People fall on ice. It isn’t an unusual occurrence. Not normally one worth writing about. But the strange thing was this: inside my next blink, he was up, standing erect on the sidewalk, as if nothing had ever happened. Before I could ask if he was all right or decide if this was funny or not, he was off the floor, casually dropping a quarter into the meter. There was no transitional position. No bent knee straightening, no hands pushing himself to his feet. No groan or curse. One second he was down, and the next he was, miraculously, up, as if my brain skipped like a scratched record, and jumped over the in between image of Phil scrambling. I watched him poised upright, and while I was befuddled, he seemed cool as a cucumber. The only proof that he had ever been on the ground was a streak of dirty snow up his pant leg, and the honk of a passing car, the driver of which must have seen the wipe out too, and was doing us the courtesy of blaring witness.
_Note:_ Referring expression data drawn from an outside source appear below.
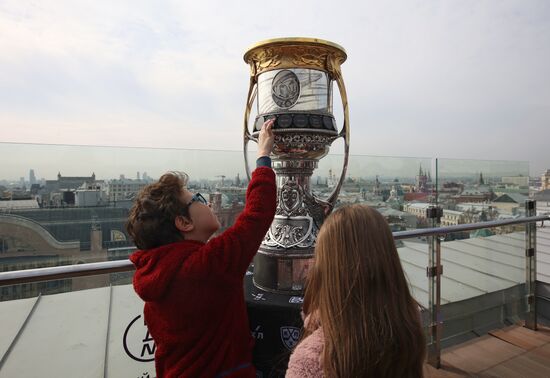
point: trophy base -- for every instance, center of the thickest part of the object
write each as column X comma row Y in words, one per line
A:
column 281, row 273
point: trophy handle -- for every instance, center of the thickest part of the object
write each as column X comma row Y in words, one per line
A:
column 252, row 88
column 330, row 202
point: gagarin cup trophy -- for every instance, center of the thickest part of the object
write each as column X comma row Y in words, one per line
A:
column 292, row 79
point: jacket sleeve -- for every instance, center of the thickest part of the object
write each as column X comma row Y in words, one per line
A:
column 233, row 250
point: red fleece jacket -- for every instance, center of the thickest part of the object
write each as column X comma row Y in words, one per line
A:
column 193, row 292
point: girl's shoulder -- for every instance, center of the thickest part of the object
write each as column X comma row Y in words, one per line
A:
column 306, row 360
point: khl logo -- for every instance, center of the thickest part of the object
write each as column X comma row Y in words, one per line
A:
column 138, row 343
column 290, row 336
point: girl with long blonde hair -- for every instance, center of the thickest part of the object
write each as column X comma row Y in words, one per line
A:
column 360, row 318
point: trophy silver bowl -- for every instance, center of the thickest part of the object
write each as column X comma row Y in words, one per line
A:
column 292, row 80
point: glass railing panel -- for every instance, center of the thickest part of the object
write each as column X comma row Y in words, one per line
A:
column 93, row 332
column 398, row 187
column 483, row 282
column 64, row 205
column 477, row 190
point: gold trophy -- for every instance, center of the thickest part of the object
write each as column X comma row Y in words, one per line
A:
column 292, row 79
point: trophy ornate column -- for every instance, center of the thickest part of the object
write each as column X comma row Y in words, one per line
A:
column 292, row 79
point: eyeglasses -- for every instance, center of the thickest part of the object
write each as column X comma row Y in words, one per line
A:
column 197, row 197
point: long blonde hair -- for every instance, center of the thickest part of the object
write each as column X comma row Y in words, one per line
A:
column 371, row 323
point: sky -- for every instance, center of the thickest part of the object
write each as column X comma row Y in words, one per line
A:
column 449, row 79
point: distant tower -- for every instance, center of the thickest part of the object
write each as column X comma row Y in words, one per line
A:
column 32, row 177
column 481, row 181
column 216, row 202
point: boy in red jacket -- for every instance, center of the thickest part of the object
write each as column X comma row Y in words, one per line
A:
column 192, row 286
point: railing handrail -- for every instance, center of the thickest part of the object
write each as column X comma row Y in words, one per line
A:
column 466, row 227
column 105, row 267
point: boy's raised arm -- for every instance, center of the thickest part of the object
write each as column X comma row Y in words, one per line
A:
column 233, row 250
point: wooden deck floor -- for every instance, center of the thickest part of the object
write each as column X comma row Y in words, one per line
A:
column 511, row 352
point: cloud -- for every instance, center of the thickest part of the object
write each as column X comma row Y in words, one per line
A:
column 427, row 78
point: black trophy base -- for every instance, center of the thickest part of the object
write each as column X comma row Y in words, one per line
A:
column 275, row 323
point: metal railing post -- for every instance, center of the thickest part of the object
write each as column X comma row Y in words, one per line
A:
column 434, row 272
column 531, row 265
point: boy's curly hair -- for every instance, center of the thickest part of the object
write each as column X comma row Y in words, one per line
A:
column 151, row 219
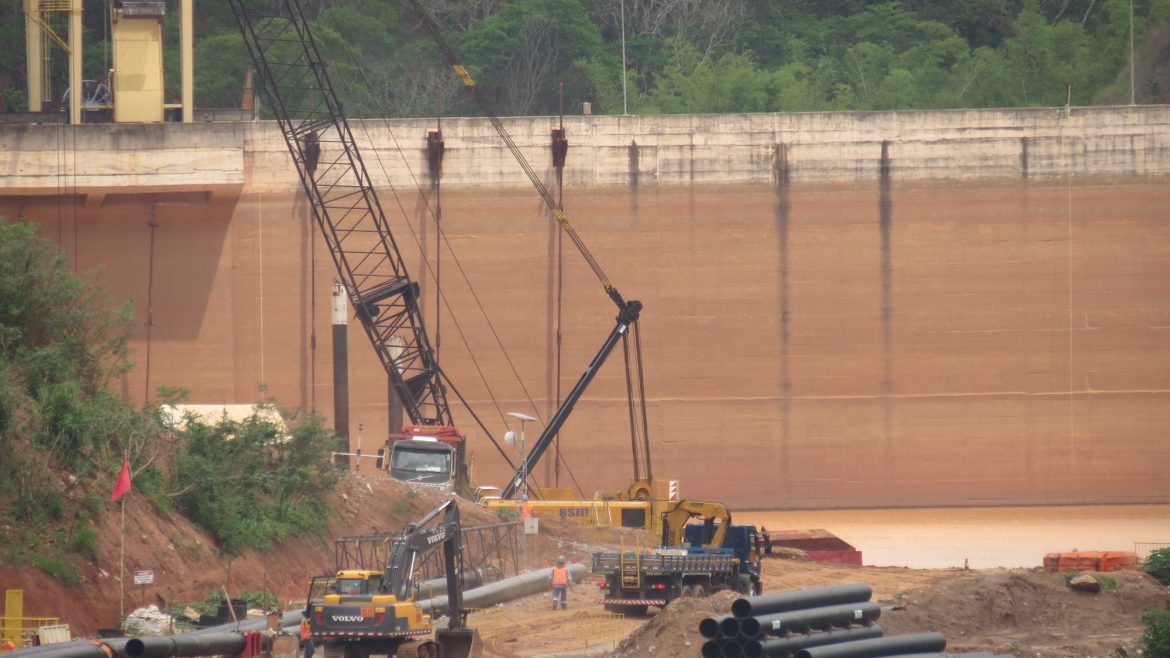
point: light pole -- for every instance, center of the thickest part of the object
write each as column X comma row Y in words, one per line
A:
column 625, row 108
column 523, row 456
column 510, row 438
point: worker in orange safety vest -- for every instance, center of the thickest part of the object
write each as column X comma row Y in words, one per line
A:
column 561, row 581
column 307, row 636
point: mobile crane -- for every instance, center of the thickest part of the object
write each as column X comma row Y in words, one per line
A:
column 695, row 560
column 358, row 614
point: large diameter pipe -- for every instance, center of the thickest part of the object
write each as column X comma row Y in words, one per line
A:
column 472, row 578
column 76, row 649
column 787, row 645
column 502, row 590
column 731, row 649
column 813, row 618
column 713, row 649
column 184, row 644
column 713, row 626
column 879, row 648
column 800, row 598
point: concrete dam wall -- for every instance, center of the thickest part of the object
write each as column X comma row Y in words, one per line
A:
column 840, row 309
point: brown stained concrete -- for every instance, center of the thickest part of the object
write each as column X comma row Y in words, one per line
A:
column 999, row 343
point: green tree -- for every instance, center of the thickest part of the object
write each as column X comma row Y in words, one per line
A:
column 1157, row 564
column 520, row 54
column 252, row 484
column 1156, row 637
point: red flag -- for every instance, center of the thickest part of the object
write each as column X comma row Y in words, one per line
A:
column 123, row 485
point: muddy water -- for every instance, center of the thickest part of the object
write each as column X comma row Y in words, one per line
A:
column 982, row 536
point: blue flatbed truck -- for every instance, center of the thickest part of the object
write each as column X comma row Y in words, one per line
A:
column 635, row 580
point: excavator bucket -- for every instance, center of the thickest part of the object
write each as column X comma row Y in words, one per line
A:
column 459, row 643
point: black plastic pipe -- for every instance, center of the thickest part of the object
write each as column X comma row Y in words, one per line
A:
column 731, row 649
column 787, row 645
column 814, row 618
column 709, row 626
column 879, row 648
column 184, row 644
column 729, row 626
column 713, row 649
column 800, row 598
column 76, row 649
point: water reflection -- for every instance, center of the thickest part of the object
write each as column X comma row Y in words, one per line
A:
column 983, row 536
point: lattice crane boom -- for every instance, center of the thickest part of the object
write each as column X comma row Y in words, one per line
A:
column 343, row 200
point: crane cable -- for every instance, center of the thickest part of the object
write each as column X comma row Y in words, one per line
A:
column 446, row 302
column 449, row 55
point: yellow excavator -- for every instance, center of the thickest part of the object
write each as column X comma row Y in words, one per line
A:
column 357, row 614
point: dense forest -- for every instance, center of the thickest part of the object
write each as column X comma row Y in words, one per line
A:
column 537, row 56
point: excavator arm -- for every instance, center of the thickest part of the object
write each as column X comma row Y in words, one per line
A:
column 674, row 521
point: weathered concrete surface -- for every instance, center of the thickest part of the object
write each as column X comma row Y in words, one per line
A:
column 823, row 341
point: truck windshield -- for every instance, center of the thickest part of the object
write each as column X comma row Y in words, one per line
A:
column 424, row 461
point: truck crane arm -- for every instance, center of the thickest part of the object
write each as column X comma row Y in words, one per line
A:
column 627, row 316
column 674, row 521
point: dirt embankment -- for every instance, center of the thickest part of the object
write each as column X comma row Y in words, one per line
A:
column 1019, row 611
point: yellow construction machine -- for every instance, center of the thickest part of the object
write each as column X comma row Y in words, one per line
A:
column 357, row 614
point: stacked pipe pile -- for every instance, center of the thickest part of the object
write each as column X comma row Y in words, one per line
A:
column 832, row 622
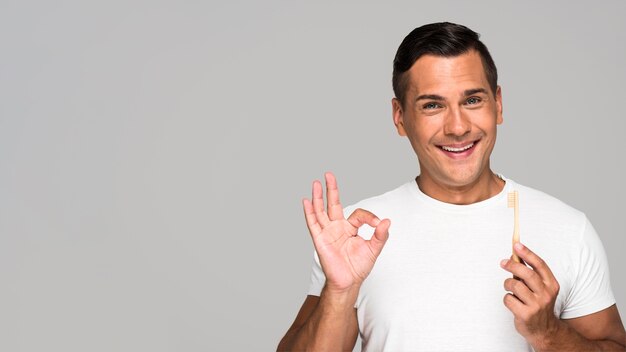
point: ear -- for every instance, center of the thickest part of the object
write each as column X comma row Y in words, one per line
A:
column 499, row 118
column 398, row 116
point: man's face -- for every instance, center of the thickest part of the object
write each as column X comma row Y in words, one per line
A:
column 450, row 116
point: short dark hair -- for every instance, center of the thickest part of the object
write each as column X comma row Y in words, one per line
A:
column 440, row 39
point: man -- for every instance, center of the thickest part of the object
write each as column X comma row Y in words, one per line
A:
column 426, row 276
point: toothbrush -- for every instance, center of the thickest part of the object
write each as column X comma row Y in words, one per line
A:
column 514, row 203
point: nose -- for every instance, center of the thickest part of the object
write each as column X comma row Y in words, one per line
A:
column 456, row 123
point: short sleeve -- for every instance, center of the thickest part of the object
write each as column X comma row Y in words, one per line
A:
column 591, row 289
column 318, row 279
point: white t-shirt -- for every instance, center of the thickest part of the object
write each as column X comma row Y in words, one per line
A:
column 438, row 284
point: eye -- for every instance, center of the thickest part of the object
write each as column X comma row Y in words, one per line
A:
column 473, row 100
column 431, row 106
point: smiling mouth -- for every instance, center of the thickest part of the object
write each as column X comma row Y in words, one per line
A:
column 458, row 148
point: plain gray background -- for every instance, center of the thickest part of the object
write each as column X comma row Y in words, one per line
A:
column 153, row 154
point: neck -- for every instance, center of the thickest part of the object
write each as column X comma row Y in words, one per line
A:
column 484, row 187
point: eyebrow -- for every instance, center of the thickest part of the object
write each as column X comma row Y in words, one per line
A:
column 440, row 98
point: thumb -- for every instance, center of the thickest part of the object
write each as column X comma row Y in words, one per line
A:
column 381, row 234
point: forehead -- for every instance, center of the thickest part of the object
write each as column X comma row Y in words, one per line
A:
column 447, row 76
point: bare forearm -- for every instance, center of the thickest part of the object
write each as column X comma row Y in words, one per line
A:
column 565, row 338
column 331, row 327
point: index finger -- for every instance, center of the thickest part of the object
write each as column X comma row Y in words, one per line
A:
column 334, row 208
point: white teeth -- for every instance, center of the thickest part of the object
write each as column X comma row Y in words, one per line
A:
column 450, row 149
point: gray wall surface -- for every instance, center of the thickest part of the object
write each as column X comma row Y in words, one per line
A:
column 153, row 154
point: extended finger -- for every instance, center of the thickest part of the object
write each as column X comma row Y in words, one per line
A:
column 534, row 261
column 514, row 304
column 311, row 219
column 522, row 272
column 381, row 234
column 318, row 204
column 519, row 289
column 335, row 211
column 360, row 217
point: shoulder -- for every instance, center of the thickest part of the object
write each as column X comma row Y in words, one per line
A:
column 545, row 205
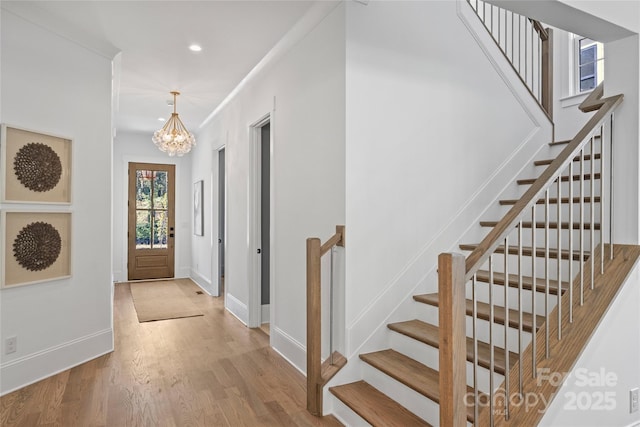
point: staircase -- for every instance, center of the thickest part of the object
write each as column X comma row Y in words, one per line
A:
column 522, row 301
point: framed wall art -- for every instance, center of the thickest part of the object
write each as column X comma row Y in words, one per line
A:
column 36, row 247
column 35, row 167
column 198, row 217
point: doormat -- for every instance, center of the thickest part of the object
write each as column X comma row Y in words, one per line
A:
column 161, row 300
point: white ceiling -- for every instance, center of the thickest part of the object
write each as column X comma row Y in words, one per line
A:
column 154, row 37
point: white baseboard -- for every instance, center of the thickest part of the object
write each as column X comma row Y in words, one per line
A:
column 237, row 308
column 294, row 352
column 32, row 368
column 203, row 282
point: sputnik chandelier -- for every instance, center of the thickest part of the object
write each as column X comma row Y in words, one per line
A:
column 174, row 138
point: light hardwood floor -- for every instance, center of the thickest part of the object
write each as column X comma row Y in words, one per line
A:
column 201, row 371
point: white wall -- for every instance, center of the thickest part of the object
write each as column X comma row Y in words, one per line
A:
column 610, row 363
column 434, row 132
column 624, row 13
column 304, row 94
column 622, row 68
column 137, row 147
column 52, row 85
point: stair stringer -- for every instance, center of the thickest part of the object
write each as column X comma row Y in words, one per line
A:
column 369, row 332
column 576, row 337
column 420, row 274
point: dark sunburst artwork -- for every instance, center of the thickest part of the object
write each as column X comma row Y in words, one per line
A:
column 37, row 167
column 37, row 246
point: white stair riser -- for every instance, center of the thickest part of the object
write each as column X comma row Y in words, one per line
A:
column 423, row 407
column 428, row 355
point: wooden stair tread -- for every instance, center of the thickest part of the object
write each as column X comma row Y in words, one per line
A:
column 527, row 282
column 554, row 200
column 541, row 224
column 527, row 251
column 565, row 178
column 586, row 157
column 411, row 373
column 375, row 407
column 484, row 312
column 566, row 141
column 429, row 334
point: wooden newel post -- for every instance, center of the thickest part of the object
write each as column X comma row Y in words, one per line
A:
column 453, row 350
column 314, row 324
column 547, row 73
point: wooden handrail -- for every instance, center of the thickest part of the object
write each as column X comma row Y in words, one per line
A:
column 593, row 101
column 509, row 221
column 542, row 32
column 318, row 373
column 541, row 90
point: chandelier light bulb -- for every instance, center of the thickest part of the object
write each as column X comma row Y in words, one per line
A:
column 174, row 138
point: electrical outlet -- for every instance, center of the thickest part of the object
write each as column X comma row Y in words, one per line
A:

I blinked once. Twice. Then I asked, “Are we just going to pretend that never happened?”
Phil turned to me, his face blank. “There are only two acceptable ways to handle a fall,” he said. “One, you climb up and yell at whatever caused you to lose your footing. Two, you act like it never happened.” Then he began to walk in the direction we were heading. A non-confrontational person by nature, he was choosing the latter approach.
By then, I’d processed the scenario. It had sat on my tongue. I tasted it, chewed it, swallowed and digested it. I’d decided. Yes, I was certain. The fall was funny.
I hurried, carefully, to catch up to Phil. A laughed rumbled up my throat, and I tried to suppress it, but admittedly not very hard because, after all, the man wasn’t hurt.
“How did you recover so quickly?” I asked finally, because his seamless rebound was really astounding. He’d snapped back up like a bungee cord. It wasn’t human. It was superhuman. Most likely a mutant power he’d accidentally let me discover. He’d been threatened and responded by instinct, unwittingly revealing abilities that for years had remained under his control.
But he kept his eyes fixed ahead, determined that the fall never happened. And I was beginning to think his denial was not for the sake of his dignity, but for the sake of his secret.